I’ve started this blog post a few times and I don’t know why I’m struggling. Hopefully you forgive the rambling.
I stumbled upon Scott McLeod’s post: We have to stop pretending via Greg Pearson (@vptechnodork) twitter feed. Of course I asked him what his 5 were and he blogged right away, returning the question. I’ve been stumped. Not for a lack of passion on the topic but rather because one or two keep swirling in my head. The format also feels direct. I usually mask my thoughts in cute stories. This format feels a little revealing. I could say a lot of things that everyone would nod along to but I’m not sure that’s the point of the exercise. This is a bit more challenging, hope you forgive me. Here we go:
We need to stop pretending…
1. That technology is an option. This may seem a little weird but it is an idea I’ve struggled with a lot (wrote about it here). We often say we want to use technology meaningfully, move into the deeper waters of SAMR, maximize the tool. It is about it’s purposeful use. I completely agree! At some point though we have to stop pretending it’s an optional tool, a tool that needs to be justified, measured and advocated every time it’s used. A tool that the ‘techy’ or ‘comfortable’ or ‘cool’ teachers use. When will it become our paper and pencil, textbook, camera? Computers have been in schools since I went to school. How would our conversations change if we just saw it as part of our toolbox? Do we really have an option to say no to the technology when the world has moved on?

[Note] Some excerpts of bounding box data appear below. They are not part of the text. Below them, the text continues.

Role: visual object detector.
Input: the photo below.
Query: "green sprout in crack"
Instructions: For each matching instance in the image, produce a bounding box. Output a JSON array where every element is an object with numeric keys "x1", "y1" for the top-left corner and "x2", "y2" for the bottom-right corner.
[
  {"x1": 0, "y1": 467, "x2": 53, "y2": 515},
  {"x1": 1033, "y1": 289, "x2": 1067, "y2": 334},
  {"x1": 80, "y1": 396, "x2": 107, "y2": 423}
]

2. That we don’t have enough access. #1 seems to lead to # 2. Another point that seems a little silly. More access is always better for planning and implementation. The more we have in the building, the more I will be able to engage my learners. I don’t disagree, but the number of devices shouldn’t be a reason to stop using the tools. We are a resourceful profession, making a few hundred dollars in school supplies last a whole year, finding five new uses for used paper (Primary teachers, you know what I’m talking about). We have access to more technology than ever before. I am sure we can apply our resourcefulness to any devices we can get our hands on. I have seen amazing lessons that have maximized 2 or 3 school devices available and/or a few BYOD tools.
3. That change waits for someone else. This is the idea that keeps gnawing away at me. Primarily because it is one I often fall victim to personally. It’s easy to point out what needs to change in a system, to find the cracks, to point out what or who is holding us back. It’s harder to acknowledge what I am choosing not to change. Am I living my beliefs or building my defense for why it isn’t possible? If I believe we need a new definition for school than I need to start with myself. This does not mean we will not be frustrated, not experience roadblocks, not feel defeated at times but it does empower us to take an active role to #makeschooldifferent
I debated adding the wonderful ideas of others posts I’ve read that I completely agree with but I feel these are the three I would like to add to the conversation. What are your thoughts? What are your top 5 to #makeschooldifferent?